Smoking helps oral bacteria settle in the gut, protecting against colitis but not Crohn’s disease. This mechanism could inspire safer treatments.
A research team led by Hiroshi ohno at the RIKEN Center for Integrative Medical Sciences (IMS) in Japan has uncovered why smoking tobacco appears to ease symptoms in people with ulcerative colitis, a chronic condition marked by inflammation in the large intestine.
Their study, published in the journal *Gut*, revealed that smoking produces certain metabolites that allow oral bacteria to establish themselves in the colon, where they activate an immune response.The findings suggest that similar benefits might be achieved through alternatives such as prebiotics like hydroquinone or probiotic treatments using bacteria such as *Streptococcus mitis*, removing the need for smoking and its well-known health risks.
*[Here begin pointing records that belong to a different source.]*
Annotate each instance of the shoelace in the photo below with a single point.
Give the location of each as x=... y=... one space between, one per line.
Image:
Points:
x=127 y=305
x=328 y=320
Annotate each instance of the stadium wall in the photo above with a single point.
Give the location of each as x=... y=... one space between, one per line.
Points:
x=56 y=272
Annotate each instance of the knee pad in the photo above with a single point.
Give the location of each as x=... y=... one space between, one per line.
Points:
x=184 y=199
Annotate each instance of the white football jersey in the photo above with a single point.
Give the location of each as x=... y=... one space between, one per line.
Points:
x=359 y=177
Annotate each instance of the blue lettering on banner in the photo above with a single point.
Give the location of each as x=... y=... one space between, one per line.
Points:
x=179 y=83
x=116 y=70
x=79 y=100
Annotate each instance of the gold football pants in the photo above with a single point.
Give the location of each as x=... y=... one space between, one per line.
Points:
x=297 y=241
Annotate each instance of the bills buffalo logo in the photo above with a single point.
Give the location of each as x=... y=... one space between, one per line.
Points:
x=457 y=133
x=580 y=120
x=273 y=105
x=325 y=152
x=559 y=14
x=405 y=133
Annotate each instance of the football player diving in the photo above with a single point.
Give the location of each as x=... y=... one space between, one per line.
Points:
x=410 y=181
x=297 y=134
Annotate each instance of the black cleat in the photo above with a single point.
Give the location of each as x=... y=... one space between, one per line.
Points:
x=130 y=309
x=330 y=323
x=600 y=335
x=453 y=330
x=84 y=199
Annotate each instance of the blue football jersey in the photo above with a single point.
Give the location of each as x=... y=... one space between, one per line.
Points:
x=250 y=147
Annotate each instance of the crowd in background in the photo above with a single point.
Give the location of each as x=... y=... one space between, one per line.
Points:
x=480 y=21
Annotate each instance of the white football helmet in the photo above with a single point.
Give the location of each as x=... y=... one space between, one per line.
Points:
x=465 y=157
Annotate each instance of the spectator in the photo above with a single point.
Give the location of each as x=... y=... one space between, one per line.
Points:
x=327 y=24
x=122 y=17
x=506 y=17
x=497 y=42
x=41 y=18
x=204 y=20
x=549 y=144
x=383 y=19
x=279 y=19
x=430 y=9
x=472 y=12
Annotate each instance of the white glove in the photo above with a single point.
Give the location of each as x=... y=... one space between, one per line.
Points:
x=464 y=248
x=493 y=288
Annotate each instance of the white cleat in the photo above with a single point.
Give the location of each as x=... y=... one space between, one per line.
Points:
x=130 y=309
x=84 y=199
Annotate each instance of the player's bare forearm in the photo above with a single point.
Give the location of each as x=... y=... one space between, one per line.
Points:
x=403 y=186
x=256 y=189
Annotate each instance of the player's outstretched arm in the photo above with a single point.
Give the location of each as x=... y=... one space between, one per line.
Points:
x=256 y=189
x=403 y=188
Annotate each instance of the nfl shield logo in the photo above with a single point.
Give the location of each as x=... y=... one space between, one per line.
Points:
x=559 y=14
Inflammatory bowel disease exists in two main forms: Crohn’s disease and ulcerative colitis. Both cause recurring abdominal pain, diarrhea, fatigue, and weight loss, but they differ in their underlying causes, the specific areas of the gut they affect, and the types of inflammation they produce.
For more than four decades, researchers have been puzzled by the paradox that smoking raises the likelihood of Crohn’s disease while simultaneously occurring offering some protection against ulcerative colitis. Because both conditions involve immune-driven inflammation in the gut, and because gut immunity is strongly shaped by the microbial community living there, Ohno and his colleagues set out to test whether the contrasting effects of smoking could be traced back to differences in gut bacteria.
Smoking changes gut bacteria
The team combined human clinical data with mouse experiments to investigate the phenomenon. In patients with ulcerative colitis, they observed that smokers had bacteria typically found in the mouth, such as *Streptococcus*, colonizing the gut-specifically in the colonic mucosa that lines the intestine. This was not the case for former smokers. Under normal conditions, oral bacteria swallowed with saliva pass through the digestive tract without establishing themselves, but smoking appeared to enable these microbes to take root in the gut mucosa.